One other critical insight is how NVFP4 compares to MXFP4 for KV cache quantization. Figure 6 shows the impact on MMLU model accuracy scores across BF16, FP8, NVFP4, and MXFP4. For the model tested, Llama 3.3 70B, we observe 5% higher accuracy when the KV cache is in NVFP4 versus MXFP4. These advantages come from NVFP4’s more granular block scaling and better precision E4M3 FP8 scaling aspects, which together allow for lower quantization error through the dequantization step.
Looking forward
NVFP4 KV cache is yet one more practical step within the broader software–hardware co‑design of the NVIDIA inference stack. Because the ecosystem around it matures, it could be combined with KV‑aware routing and offload in NVIDIA Dynamo and stacked with large‑scale expert parallelism in NVIDIA TensorRT‑LLM’s Wide‑EP to enhance utilization across big MoE deployments.
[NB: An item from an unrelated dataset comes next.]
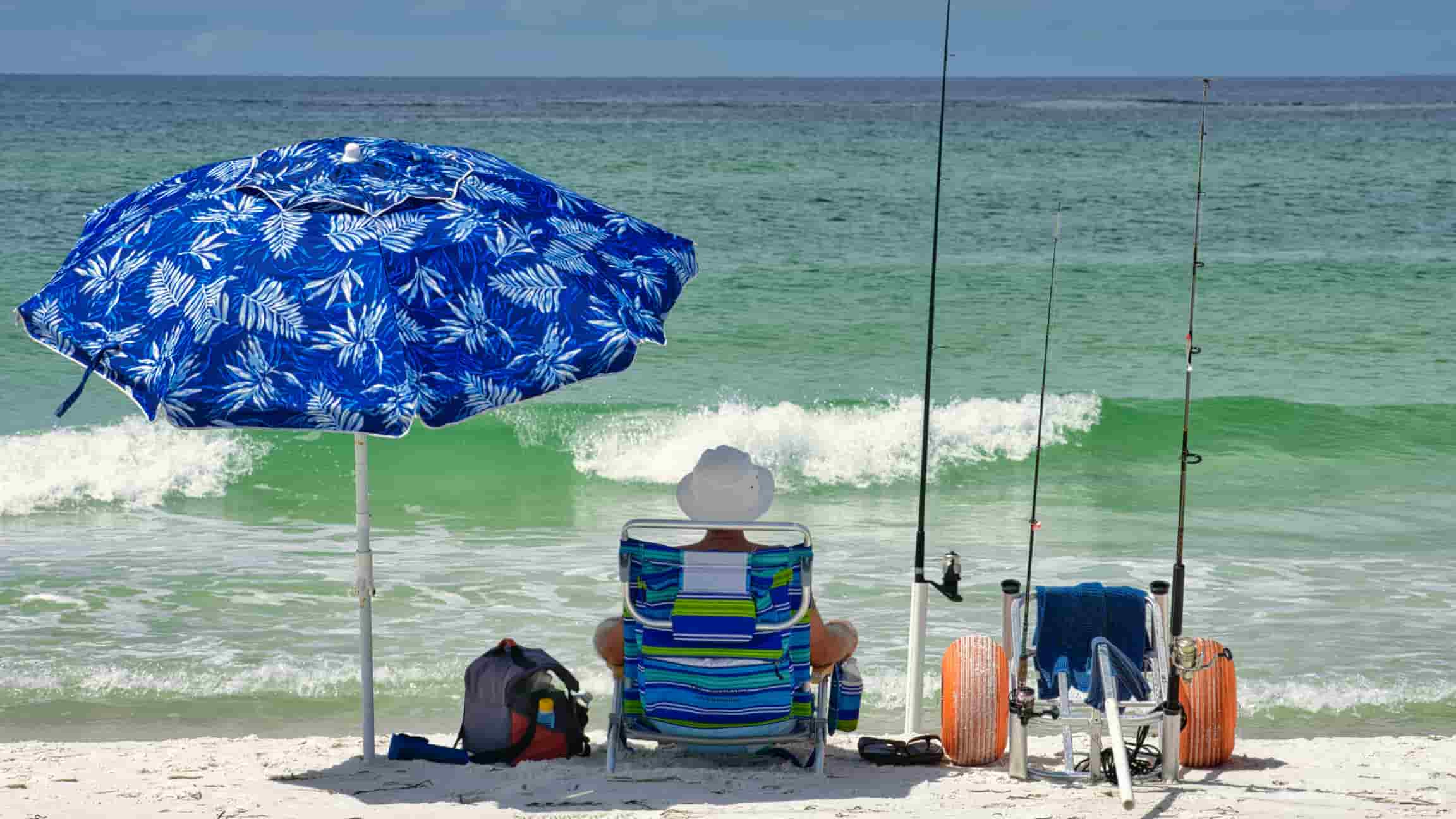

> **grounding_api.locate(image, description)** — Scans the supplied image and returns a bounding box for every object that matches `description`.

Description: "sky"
[0,0,1456,77]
On the hardware side, tighter KV cache optimization can higher exploit the NVL72 scale‑up domain and NVLink fabric for multi‑agent inference and long‑context deep‑reasoning workloads. Together, these pieces make it more feasible to serve larger experts, longer sequences, and better concurrency without giving up accuracy.
To begin applying these techniques, we recommend leveraging the Model Optimizer code samples and notebooks as a base recipe for custom quantization workflows.
Kai Xu, Shengliang Xu, Tian Zheng, and Asma Kuriparambil Thekkumpate contributed to the engineering efforts described on this blog.